I'm using the OleDbConnection class to retrieve data from an Excel 2000/2003 workbook:
string connectionString = "Provider=Microsoft.Jet.OLEDB.4.0;" +
"Data Source=" + filename + ";" +
"Extended Properties=\"Excel 8.0;IMEX=1\";";
OleDbConnection connection = new OleDbConnection(connectionString);
connection.Open();
// code to get table name from schema omitted
var dataAdapter = new OleDbDataAdapter(string.Format("SELECT * FROM [{0}]", name),connection);
var myDataSet = new DataSet();
dataAdapter.Fill(myDataSet, "ExcelInfo");
Now it turns out that cells in the worksheet with length greater than 255 characters are being truncated. Is this a limitation in the Microsoft.Jet.OLEDB-provider, or is there something I can do about it?
Anyone?
The OLEDB provider for excel will attempt to automatically determine the DataTypes based off of the first 8 rows of data, this can be set with the HDR=Yes/No property in the connection string.
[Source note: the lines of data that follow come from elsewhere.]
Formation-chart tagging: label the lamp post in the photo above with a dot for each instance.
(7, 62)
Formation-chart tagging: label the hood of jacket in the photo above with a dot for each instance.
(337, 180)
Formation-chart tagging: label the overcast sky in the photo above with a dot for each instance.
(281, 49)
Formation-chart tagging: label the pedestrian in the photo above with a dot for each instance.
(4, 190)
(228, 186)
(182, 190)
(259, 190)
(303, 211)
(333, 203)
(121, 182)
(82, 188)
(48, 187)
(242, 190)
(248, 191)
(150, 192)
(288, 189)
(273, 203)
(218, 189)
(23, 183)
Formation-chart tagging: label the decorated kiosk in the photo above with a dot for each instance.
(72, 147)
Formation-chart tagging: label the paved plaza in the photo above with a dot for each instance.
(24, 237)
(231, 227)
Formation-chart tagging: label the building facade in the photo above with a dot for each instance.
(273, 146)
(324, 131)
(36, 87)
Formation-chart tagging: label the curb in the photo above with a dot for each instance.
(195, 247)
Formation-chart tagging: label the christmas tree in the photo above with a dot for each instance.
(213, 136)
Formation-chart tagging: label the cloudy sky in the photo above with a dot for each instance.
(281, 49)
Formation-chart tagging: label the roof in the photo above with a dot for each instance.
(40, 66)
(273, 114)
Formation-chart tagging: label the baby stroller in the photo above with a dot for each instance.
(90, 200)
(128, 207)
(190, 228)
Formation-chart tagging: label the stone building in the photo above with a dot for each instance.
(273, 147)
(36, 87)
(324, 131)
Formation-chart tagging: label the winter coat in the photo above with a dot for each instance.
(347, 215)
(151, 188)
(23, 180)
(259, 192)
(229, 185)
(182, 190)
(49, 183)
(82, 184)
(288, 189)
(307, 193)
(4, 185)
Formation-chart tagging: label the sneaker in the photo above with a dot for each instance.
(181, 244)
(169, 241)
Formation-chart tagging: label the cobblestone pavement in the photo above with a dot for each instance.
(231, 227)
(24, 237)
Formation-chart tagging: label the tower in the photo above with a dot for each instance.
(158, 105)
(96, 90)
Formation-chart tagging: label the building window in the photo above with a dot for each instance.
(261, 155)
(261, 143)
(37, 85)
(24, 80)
Additionally, there are multiple types that it can apply to text columns. The memo type holds over 255 characters, so if none of the first 8 rows have that then it will incorrectly set the data type.
The way to change this is by changing a registry setting called TypeGuessRows, as described here: Microsoft Support
NOTE: The valid range of values for the TypeGuessRows key is 0 to 16. However, if the value is 0, the number of source rows scanned is 16384. So if you have a very large file make sure the biggest rows are first.